We should talk spaghetti squash! I adore spaghetti squash; and now I will always buy my spaghetti squash from someone else, forevermore. The plants produce lily pad-sized leaves that hide the sun from other plants; that’s the first, and it turns out, the most minor problem. They are super easy to kill, thanks to attracting specific bugs that lay eggs in and on them, worms that burrow in the stalks(!!!), and a specific fungus that whitens the leaves and can spread to other species easily. Oh, and they are huge! The vines grow to easily twenty feet, overtaking neighboring beds. You can’t mow your grass, and they stretch out into your driveway and underneath your car! The vines have thorns. They need ungodly amounts of water. We managed to at least somewhat survive all that indignity, only to discover that… squirrels just eat the baby squashes. Seriously. We got two squashes to maturity. That’s it. We finally said enough of this horseshit and tore them all out. The okra and eggplant, with whom they’d been sharing a bed, have never been happier.
And that’s pandemic gardening for newbies! I have no idea what I learned, or if I’ll do it again. I agreed to it as a distraction from a horrible world at my doorstep, and I think it was successful in that vein.
Roasted Tomatillo Salmon Tacos
- 1 2-lb salmon fillet, pin bones removed
- 1 ½ lbs tomatillos, husked, rinsed, and halved (or quartered if large)
- 1 white or yellow onion, thickly sliced into rings but not separated
- 1-3 serrano or jalapeno chiles, halved
- 2-3 cloves of garlic, peeled
- Kosher salt and fresh cracked black pepper, to taste
- Olive oil, for drizzling
- 3 limes, 1 cut into slices, 1 halved, and 1 cut into wedges for serving
- 1 handful of cilantro (about ¼ cup), plus more for garnish
- 12 corn tortillas, warmed
- Chopped raw white onion, for garnish
- Preheat your oven to 375℉. Line a baking sheet with parchment paper.
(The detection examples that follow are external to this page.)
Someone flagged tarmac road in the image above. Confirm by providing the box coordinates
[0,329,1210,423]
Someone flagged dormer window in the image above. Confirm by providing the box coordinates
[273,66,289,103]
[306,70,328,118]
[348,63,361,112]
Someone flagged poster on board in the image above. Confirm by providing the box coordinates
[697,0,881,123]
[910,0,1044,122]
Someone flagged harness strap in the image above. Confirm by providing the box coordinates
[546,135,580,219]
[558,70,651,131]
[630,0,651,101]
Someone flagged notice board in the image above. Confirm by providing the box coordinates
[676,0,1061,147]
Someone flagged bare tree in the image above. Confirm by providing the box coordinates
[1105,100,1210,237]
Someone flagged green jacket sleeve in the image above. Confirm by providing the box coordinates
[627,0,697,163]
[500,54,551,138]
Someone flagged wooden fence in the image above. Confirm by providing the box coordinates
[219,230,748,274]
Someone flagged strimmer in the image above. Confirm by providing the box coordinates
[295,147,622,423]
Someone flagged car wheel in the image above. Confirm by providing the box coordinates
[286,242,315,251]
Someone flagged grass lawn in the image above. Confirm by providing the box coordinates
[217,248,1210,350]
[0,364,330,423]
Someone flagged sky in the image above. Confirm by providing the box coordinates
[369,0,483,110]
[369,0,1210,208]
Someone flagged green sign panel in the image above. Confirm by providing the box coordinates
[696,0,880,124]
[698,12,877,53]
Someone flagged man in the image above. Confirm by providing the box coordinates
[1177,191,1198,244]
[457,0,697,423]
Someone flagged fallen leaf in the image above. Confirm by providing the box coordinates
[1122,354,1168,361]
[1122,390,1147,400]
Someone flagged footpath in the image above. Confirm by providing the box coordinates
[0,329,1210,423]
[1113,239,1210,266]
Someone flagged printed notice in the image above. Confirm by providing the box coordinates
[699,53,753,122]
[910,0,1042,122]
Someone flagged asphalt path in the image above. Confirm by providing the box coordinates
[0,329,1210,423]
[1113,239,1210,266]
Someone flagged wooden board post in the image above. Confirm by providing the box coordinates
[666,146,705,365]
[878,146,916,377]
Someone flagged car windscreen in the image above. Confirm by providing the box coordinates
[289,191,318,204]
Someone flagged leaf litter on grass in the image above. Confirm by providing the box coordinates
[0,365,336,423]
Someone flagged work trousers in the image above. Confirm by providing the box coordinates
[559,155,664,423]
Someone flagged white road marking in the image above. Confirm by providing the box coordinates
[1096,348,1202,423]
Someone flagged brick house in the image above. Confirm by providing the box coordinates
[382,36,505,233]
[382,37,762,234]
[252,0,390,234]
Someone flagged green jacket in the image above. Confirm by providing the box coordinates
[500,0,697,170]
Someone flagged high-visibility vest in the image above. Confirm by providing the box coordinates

Place the salmon, skin side down, in the middle of the baking sheet. Place the tomatillos, onion rings, chile halves, and garlic around the salmon in a single layer. Season everything on that baking sheet with salt and pepper to taste, then drizzle olive oil over top of everything. Place the lime slices on top of the salmon.
- Roast for 20 minutes for rare. Transfer the salmon to a serving platter. Return the baking sheet with the veggies to the oven and roast for another 15 minutes.
- Carefully scrape the veggies into your food processor. Add the handful of cilantro plus the juice of 1 lime. Process until smooth but still a little chunky. You’re making salsa, so you want salsa texture. Taste for seasoning and add more salt if necessary. Pulse it in so you don’t wreck your salsa texture.
- To serve, transfer the salsa to a serving bowl. I like to plate up family style. We use forks to dive into the salmon and chunk it up into the tortillas. Then spoon salsa over, and garnish with chopped raw onion and a little more cilantro, plus the lime wedges for squeezing over.